I’m starting to get a better understanding of @MrGeneric 's and @ChristopherFritz 's point. Here’s what happened:
As confessed before, I use google translator. It’s a strangely comfy position to hold the manga in my left hand while the right hand is typing. But what I do is that I type in specific kanji and fragments of sentences. In this way I’m getting a feel of the structure, looking at google’s output, where they separate the syllables, adding kana from around the fragment in question or removing them. Eventually I would take those kanji / kana to jigo or ichi, but so far the meaning on the page was too obvious to miss.
So what I do is typing one word at a time, trying out combinations, and thereby getting an idea of the structure and the vocab in use. I see how the translation of larger sections is usually imprecise, but it’s enough for me to get an idea what is inside the sentence in order to come up with my own translation. With @MrGeneric 's words in mind, I observed how I actually shy away from typing in too much text, because then I couldn’t relate anymore between the translation and the source text. I think the largest combination was two words plus two particles at a time.
I’d call this my easy mode. Getting a feel of the text and preparing kanji and vocab for looking up later. I see now why the deciphering and transcribing is stressed so often in this thread, because to really get a full comprehension of how the grammar bends and shapes the meaning of the words I’d need to look up all things involved. Then I’d be overwhelmed, and probably spent hours pouring over the arcana of the first page.

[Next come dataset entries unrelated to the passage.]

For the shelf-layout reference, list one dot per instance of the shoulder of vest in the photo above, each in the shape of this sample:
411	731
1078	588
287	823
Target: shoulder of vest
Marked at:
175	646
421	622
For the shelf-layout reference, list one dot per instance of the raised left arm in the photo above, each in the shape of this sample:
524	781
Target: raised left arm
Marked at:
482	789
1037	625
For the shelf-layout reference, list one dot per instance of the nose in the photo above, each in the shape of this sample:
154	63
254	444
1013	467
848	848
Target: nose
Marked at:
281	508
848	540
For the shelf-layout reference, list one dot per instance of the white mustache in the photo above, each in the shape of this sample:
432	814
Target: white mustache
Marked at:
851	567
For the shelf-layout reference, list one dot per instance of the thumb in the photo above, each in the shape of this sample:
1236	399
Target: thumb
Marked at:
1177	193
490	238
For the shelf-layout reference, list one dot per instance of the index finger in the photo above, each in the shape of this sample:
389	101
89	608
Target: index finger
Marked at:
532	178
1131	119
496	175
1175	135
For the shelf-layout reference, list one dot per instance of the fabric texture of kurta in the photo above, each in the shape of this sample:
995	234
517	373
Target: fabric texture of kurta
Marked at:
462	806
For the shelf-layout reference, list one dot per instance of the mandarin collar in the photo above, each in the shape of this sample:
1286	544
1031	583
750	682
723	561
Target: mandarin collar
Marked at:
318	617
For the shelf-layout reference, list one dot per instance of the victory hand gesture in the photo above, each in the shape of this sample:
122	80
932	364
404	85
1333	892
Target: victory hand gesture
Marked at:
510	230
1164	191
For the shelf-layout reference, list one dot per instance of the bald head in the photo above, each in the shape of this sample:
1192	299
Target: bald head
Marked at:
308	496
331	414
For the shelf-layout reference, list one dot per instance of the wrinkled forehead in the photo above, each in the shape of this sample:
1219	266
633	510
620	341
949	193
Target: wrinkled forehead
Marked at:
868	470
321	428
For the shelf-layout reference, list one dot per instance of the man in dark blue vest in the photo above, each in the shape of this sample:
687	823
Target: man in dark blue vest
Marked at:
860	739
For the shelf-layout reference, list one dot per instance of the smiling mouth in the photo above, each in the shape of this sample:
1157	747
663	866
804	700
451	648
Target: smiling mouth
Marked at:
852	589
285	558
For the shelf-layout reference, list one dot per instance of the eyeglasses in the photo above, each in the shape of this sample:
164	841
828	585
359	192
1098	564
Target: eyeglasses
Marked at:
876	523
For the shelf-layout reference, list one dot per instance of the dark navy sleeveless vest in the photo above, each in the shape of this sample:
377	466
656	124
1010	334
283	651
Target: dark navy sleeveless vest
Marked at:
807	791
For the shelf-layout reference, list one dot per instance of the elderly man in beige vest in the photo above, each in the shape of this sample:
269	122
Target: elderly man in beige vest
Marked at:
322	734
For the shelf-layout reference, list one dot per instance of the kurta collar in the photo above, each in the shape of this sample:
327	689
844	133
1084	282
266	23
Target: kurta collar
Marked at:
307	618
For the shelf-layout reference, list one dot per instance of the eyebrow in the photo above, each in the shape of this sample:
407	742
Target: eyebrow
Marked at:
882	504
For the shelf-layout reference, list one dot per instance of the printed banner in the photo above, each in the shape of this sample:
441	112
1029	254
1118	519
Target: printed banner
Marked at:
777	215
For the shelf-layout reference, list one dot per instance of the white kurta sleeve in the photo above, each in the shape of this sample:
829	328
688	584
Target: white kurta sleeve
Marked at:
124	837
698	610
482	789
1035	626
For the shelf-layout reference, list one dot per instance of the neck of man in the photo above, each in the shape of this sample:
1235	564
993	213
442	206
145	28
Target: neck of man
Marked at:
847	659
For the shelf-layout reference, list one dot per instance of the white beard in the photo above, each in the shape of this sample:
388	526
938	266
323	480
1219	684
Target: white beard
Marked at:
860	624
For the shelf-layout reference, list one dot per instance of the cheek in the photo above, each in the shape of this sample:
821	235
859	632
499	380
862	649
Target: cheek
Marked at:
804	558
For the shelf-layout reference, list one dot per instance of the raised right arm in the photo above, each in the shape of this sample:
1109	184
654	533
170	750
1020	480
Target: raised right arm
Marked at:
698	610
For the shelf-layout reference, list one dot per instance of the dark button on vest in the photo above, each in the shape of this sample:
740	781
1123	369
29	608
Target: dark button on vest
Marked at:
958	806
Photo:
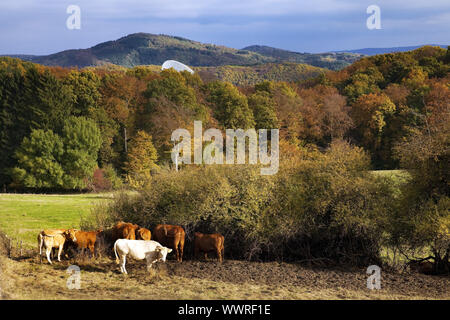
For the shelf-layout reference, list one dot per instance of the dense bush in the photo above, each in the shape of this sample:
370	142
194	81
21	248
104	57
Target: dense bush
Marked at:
321	206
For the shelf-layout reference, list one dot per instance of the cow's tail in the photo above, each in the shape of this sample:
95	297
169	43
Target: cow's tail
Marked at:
40	243
115	252
223	248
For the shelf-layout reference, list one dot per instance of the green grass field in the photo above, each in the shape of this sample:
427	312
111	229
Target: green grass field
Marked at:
22	216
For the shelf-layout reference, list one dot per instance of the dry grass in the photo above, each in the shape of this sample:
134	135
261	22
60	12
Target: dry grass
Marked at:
100	279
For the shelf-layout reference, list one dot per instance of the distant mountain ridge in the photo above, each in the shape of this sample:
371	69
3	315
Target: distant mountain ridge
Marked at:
375	51
150	49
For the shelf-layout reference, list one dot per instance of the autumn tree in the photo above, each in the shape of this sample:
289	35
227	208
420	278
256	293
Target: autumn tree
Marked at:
142	157
230	107
82	140
39	161
370	113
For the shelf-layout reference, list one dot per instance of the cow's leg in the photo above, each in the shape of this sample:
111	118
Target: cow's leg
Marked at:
181	252
59	252
219	254
47	252
91	248
124	260
196	252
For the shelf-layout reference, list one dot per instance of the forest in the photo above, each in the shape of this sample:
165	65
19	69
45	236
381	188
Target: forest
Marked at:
104	128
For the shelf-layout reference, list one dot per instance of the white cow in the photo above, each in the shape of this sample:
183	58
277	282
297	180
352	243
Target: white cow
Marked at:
150	250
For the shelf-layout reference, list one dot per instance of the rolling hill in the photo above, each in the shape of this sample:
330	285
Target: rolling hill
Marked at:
146	49
375	51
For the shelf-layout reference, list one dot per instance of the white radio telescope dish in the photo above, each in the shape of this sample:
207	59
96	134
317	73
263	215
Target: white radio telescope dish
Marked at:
178	66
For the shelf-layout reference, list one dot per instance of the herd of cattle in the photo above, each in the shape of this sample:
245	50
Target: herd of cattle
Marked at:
130	239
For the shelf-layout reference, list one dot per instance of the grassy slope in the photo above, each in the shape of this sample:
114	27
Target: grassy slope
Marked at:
22	216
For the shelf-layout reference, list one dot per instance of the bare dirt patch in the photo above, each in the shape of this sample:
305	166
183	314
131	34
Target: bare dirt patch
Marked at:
101	279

Personally I still think this approach works for me, my current level and the intentions I’ve joined this book club with. It won’t suffice for more complex or exotic sentences, but should still give me the means to dig into earnest research when the need arises. Not because I don’t want to learn grammar at all, but because I’m putting that sort of effort into studying Genki, not closing a chapter until I know every grammar point by heart. I look for making Manga reading a different tool for training a different set of skills, something in approximation of “developing a routine for everyday Japanese”. I want to chat and browse like I used to when starting out on English back in the day, eventually.
I apologize for sharing so much with you in this thread and hope it doesn’t go too far. Writing is my go-to tool for reflecting my methods and hypotheses, and here are people who showed genuine interest in diversity of mind and in guiding beginners like me on their way. Any resonance, feedback or advice is going to have a strong, shaping impact on how I teach myself to learn in this phase, and is therefore much appreciated. Thank you all!